Automatic Number Plate Recognition; True Read Rate?
This is one of those situations where you must know the answers before you ask the questions. Most Automatic Number Plate Recognition (ANPR or LPR) companies would tell you that they read license plates in the high 90% range. Fair enough. However, that’s of license plates that can actually be read.
What about plates behind a bike rack, or trailer hitch, or covered with mud or snow or ice? What about cars with no plates, or dealer plates in the rear window? What about plates from a foreign country with strange characters or fonts?
I remember a few years ago talking to an LPR company rep in the UK. I asked him what the percentage read rate was. He asked me where he was doing the reading. “In the UK, “I said. He said: “Better than 99%, a requirement by the government to provide LPR technology to the police and enforcement agencies.” I then said, “In the US.” When he stopped laughing, he said, “Maybe in the mid 80%, on a good day.”
Seems that in the UK, all licenses are the same – that is white on black, and the same font. In the US, every state is different, plus in most states, there are different designs, pictures, and PR slogans. I understand there are more than 50 different designs in California alone. The computer must be trained to differentiate between all these and do it accurately.

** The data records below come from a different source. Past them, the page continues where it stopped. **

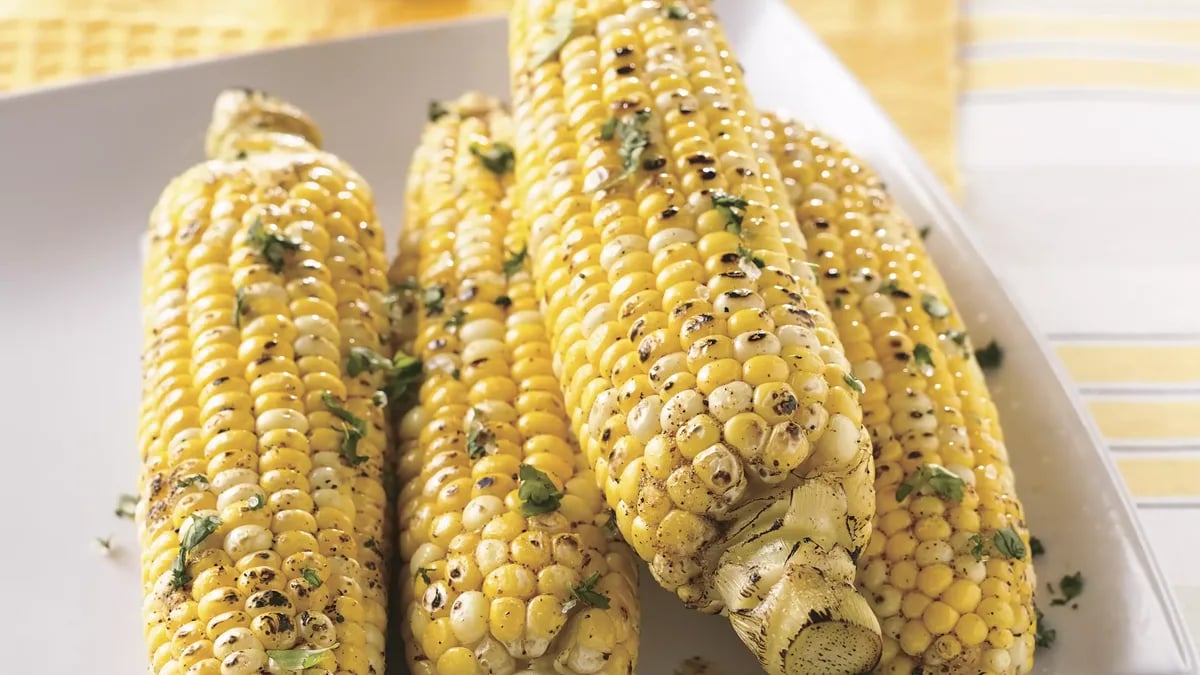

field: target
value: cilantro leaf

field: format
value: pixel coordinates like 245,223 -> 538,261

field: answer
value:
233,286 -> 250,328
896,464 -> 966,502
170,515 -> 221,591
713,190 -> 750,237
470,141 -> 516,175
517,464 -> 563,515
266,643 -> 338,670
912,342 -> 934,370
320,390 -> 367,466
1050,572 -> 1084,605
442,310 -> 467,330
563,572 -> 608,614
667,5 -> 691,22
992,525 -> 1025,560
967,534 -> 986,561
246,220 -> 300,273
175,473 -> 209,490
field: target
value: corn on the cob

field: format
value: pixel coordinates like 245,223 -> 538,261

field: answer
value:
394,95 -> 640,675
764,115 -> 1036,675
136,90 -> 388,675
510,0 -> 881,674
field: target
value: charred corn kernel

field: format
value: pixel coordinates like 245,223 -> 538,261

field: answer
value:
763,115 -> 1036,674
510,0 -> 883,674
392,95 -> 650,675
137,90 -> 390,675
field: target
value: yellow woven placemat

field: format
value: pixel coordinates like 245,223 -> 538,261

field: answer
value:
0,0 -> 956,186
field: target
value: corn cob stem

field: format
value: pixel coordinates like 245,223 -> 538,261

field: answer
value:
137,91 -> 386,675
763,115 -> 1036,675
510,0 -> 881,674
394,95 -> 638,675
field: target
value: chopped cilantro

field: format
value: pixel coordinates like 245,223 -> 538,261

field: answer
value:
896,464 -> 966,502
517,464 -> 563,515
563,572 -> 608,614
992,525 -> 1025,560
320,390 -> 367,466
713,191 -> 750,237
470,141 -> 516,175
247,220 -> 300,273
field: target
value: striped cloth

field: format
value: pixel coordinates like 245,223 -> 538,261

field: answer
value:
959,0 -> 1200,635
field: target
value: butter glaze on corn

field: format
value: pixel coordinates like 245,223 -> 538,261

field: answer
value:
510,0 -> 881,674
763,115 -> 1037,675
137,90 -> 388,675
394,95 -> 638,675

Technology has moved on since my conversation in the UK. However even if the camera/computer combination is capable of reading and decoding 100% of plates it can see, what about those listed in paragraph above?
If I am scanning cars on the freeway, or those parked on a city street and miss a few, one could say “so what.” I’m still probably getting more accuracy than if I was relying on a Parking Enforcement Officer entering data on their hand held. But what if I’m relying on LPR to allow vehicles to enter and exit a garage? If I miss even a few percent and don’t have any other way to get them in or out, I have a real problem in the lanes.
Granted the read rate may be higher in garages because the cars are stopped, the cameras aligned perfectly, and lighting is ‘just right.’ But still, some will be missed.
The point is that when you ask about read rates, be sure you ask the right questions. The answers may all be true, but not all are helpful.
When I posted a discussion on Linkedin on the comments above, responses exploded. Almost 5,000 people have viewed it in the past week and a half. There are number of comments, most agreeing, some adding more information, some in total disagreement.
One comment that caught my eye was a reader who thought the whole idea of LPR was a waste. Seems he feels that it can be replaced with Automatic Vehicle Identification (AVI) and it never fails. A failure rate of 2 or 3 percent would cause huge traffic problems, he stated, and therefore a backup credential was needed anyway. So why go to the expense of LPR in the first place.
I might comment that there are other uses for LPR than just monthly access. I am always impressed when I visit a location where I pull a ticket, pay at a central POF (Pay on Foot, and then drive to the gate. I always have my ticket ready to stick in some machine at exit, but to my amazement, the gate opens as I drive toward it. I later look at my ticket and find my license plate printed on it.
This is a great convenience for the daily parker and speeds up the exit, an important feature in this case, which is a monthly/transient lot with about 200 cars and one entry and exit lane.
The system I considered the greatest of all time is located in a shopping center near my home in Los Angeles. I find it so convenient because it does not force the driver to act a certain way. He can pull a ticket, pay at a machine and leave, or he can sign up on line, input his license number, and drive in and out without a ticket, the gate opening automatically. His credit card is billed for his parking automatically.
When he enters, red and green lights above each parking space direct him to a space that’s available. No more driving in circles trying to find that last spot.
If he is driving the Rolls or Maybach today, he can drop off his car at a convenient valet, or if he likes, he can reserve a spot using his phone app and park in front of a display screen that has his name on it and is protecting his personal reserved spot.
LPR plays a big role in this system, but the best part is that the system fits the needs of everyone. For my money, that’s where we need to be. Each driver is different. We should not try to fit them into one box to make it easier for the parking facility owner or operator.